Falling crude oil prices have plunged many of the North Sea oil fields into the red and threaten all three main producers, the UK, Norway and Denmark, with falling output as future exploration budgets are cut back to save money. Oil industry lobby groups, such as Oil and Gas UK, have called for taxes to be reduced; but geology and low oil prices are the main long-term problems. As the older, and mainly larger fields go into natural decline, the new fields needed to replace them tend to be smaller or in expensive and remote areas, or both. It is not all doom and gloom, however. Savings prompted by technology and more efficient working methods have reduced operating costs offshore and even allowed production to increase in the UK; but low crude prices are causing projects to be delayed and forcing some companies to abandon North Sea exploration and production altogether.
North Sea Oil loses money
About 40% of the UK’s North Sea fields are estimated to lose money with a Brent price at or below $30/bbl despite cost-cutting by the industry and a number of recent tax reductions, including a cut in Petroleum Revenue Tax on older fields from 50% to 35%. The UK’s output of crude and natural gas liquids (NGL) nevertheless rose by about 13% in 2015 to 960,000 bpd and could increase by up to half that level in 2016.
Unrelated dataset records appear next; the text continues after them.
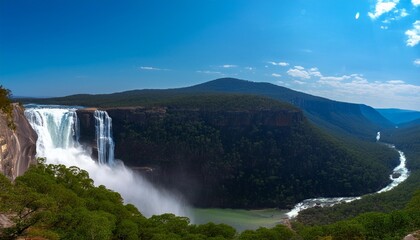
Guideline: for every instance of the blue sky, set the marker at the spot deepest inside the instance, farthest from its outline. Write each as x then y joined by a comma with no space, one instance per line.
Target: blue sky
363,51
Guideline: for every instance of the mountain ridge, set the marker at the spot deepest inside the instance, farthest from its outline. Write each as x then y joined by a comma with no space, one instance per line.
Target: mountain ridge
345,118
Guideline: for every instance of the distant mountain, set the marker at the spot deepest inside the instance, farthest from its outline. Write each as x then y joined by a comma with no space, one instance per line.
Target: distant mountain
399,116
344,118
356,119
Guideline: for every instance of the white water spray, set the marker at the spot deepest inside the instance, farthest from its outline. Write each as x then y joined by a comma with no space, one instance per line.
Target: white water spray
57,129
104,141
399,175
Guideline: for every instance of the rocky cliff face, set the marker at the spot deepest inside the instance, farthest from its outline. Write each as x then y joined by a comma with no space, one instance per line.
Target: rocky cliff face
17,148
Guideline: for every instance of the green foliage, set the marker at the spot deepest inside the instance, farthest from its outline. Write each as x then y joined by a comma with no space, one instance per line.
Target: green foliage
206,159
406,139
56,202
6,106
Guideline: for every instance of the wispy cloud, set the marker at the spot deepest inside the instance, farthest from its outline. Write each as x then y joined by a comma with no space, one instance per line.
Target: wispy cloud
357,88
282,64
301,72
148,68
294,72
413,34
228,66
210,72
382,7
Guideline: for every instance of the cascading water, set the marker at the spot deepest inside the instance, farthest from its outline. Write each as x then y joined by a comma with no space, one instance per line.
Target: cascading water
58,134
105,143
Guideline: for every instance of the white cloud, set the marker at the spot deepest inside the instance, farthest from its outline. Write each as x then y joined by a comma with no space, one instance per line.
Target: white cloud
228,66
356,88
282,64
209,72
382,7
413,34
299,73
395,82
299,82
403,13
152,68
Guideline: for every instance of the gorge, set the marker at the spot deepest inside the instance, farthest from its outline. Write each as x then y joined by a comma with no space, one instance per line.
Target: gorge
67,122
58,134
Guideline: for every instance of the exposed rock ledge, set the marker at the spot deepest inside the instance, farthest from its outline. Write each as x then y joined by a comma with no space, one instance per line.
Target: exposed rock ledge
17,148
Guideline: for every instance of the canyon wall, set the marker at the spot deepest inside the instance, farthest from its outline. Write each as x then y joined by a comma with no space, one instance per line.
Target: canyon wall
17,147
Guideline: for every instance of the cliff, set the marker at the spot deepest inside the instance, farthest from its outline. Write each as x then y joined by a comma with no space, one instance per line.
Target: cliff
247,157
17,148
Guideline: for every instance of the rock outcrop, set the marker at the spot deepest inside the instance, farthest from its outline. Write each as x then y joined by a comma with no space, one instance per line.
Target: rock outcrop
17,147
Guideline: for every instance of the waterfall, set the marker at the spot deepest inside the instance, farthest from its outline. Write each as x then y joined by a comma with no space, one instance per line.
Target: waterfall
58,133
105,143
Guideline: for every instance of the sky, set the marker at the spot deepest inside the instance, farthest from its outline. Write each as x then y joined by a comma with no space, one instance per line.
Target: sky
360,51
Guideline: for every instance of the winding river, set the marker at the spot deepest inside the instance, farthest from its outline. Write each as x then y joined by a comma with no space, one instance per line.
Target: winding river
399,175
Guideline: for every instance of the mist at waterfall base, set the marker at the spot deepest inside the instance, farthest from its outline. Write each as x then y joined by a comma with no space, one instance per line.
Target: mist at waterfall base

These increases, however, do not necessarily indicate that British oil production has embarked on a long-term revival. Output in 2014 was marked by a greater than usual number of field outages for maintenance and other reasons. The return of these fields to production in 2015 was one reason for the rise in the UK’s production. The UK, along with Norway, also benefited from high levels of upstream spending in previous years when oil prices were much higher. There may still be some effects from this during 2016, and some additional oil from the start-up of new fields, both in the North Sea and to the west of the Shetland Islands; but the UK’s recovery in output may not extend much beyond this year if crude prices remain close to present levels. Only two small new field developments were approved by the government during 2015: EnQuest’s Scolty/Crathes oilfield and a condensate discovery called Culzean, which is being developed by Maersk Oil. Both are due on-stream in 2017.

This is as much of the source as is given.